Sarah Brooks wrote a wonderful article for the blog about being motivated and inspired through books. Take a look below, it's wonderful advice!
Reading means different things to each person picking up a book, creating highly personalized experiences that become difficult to separate from individual readers. Perception, experience, point of view and other personal perspectives become woven with the text as we read, leading to unique relationships between authors and those who read their works. Despite the personal nature of reading, there are some universal benefits to be enjoyed, including these reasons reading keeps you motivated and inspired.
Stimulate Creative Thought - Modern living presents challenges and obligations requiring our full attention, most times. Facing daily responsibilities and working out issues in our lives keeps us on point addressing tangible concerns, so creative thinking often falls by the wayside. Reading helps rejuvenate creative thoughts, helping us think in new ways. While daily deliberation is pedestrian and pragmatic, reading carries the potential for drama, suspense and even absurdity. Creativity provides the perfect contrast to mundane daily routines, so a good book or article furnishes a stimulating departure from pedantic rituals.
Learn Something about Yourself - Reading spurs introspection and helps us reflect on our own lives. Through characters, settings and plot lines, authors find ways to stimulate personal epiphanies; furthering our understanding of what motivates and inspires us. We read for many reasons, but even reading purely for enjoyments spurs contemplation within us, leading to expanded self-awareness and personal revelations. Many times, a nugget gleaned from a piece of literature prompts us to dig deeper within the same subject matter, yielding additional opportunities for personal enlightenment.

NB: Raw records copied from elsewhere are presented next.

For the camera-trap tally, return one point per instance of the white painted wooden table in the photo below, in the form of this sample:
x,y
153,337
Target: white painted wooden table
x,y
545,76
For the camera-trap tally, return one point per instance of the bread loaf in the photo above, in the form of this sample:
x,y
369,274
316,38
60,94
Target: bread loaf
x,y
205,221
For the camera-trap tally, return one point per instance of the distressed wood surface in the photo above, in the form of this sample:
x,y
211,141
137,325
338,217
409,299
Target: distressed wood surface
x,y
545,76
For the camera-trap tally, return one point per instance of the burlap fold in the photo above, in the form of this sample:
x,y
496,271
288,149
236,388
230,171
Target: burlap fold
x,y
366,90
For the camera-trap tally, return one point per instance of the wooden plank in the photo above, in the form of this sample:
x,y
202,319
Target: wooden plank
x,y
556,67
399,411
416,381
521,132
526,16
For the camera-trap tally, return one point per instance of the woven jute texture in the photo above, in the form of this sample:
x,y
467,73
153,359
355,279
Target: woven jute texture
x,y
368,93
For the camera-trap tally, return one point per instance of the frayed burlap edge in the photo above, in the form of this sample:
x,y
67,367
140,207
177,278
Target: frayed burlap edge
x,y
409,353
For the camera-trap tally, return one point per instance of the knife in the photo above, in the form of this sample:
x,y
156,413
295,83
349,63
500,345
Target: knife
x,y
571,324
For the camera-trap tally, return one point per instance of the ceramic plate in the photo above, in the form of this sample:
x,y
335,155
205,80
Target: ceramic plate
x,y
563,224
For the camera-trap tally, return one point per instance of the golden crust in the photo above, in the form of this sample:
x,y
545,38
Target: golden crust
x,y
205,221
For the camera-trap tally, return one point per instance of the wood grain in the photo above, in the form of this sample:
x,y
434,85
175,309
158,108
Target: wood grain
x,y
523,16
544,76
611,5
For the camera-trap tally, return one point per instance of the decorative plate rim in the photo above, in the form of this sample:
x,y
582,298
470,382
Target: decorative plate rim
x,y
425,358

Escape/Distraction - Physically stepping away from the stresses of work and domestic responsibilities is not always possible, so reading serves a valuable function helping people cope with the weight of modern living. Entering a reality created by an author allows us to step away from our own existence for a time, furnishing motivation and inspiration to apply to our own lives. The relaxing impact of reading actually helps mitigate stress in our lives, furnishing tangible assistance, at times. Consider the things that stress you out. Money, for example, is a common stressor, so reading a book or feature about financial management helps ease anxiety related to cash flow. Escaping our own circumstances also helps us empathize with others, as we walk through various scenarios created by authors. Though characters and settings may not be real, escaping to their contrived realities allows us to share their viewpoints as we read.
Satisfy Curiosity - Expanding your body of knowledge, even just to satisfy curiosity, is a vital function of reading. Whether you are responding to a particular notion, or simply reinforcing your understanding of broad subjects; reading makes you smarter. Even fiction exposes readers to new ideas and modes of thinking, so learning new things happens passively for readers, who stumble across enlightenment without even trying.
Travel Without Leaving Home - Travelers draw inspiration from the people and places they visit. While it isn't the same as actually being there, reading enables us to place ourselves in entirely new settings, without ever leaving home. Visiting new locales isn't always possible in real life, so taking excursions through reading furnishes the next best option. In fact, new worlds created by authors sometimes stand alone in fiction, so visiting them in person is not even possible.
Reading inspires us in individual ways, furnishing avenues to explore using our own personal perspectives, experiences, and desires. The transformative power of reading helps us understand ourselves and the world around us, providing distractions and pathways to knowledge.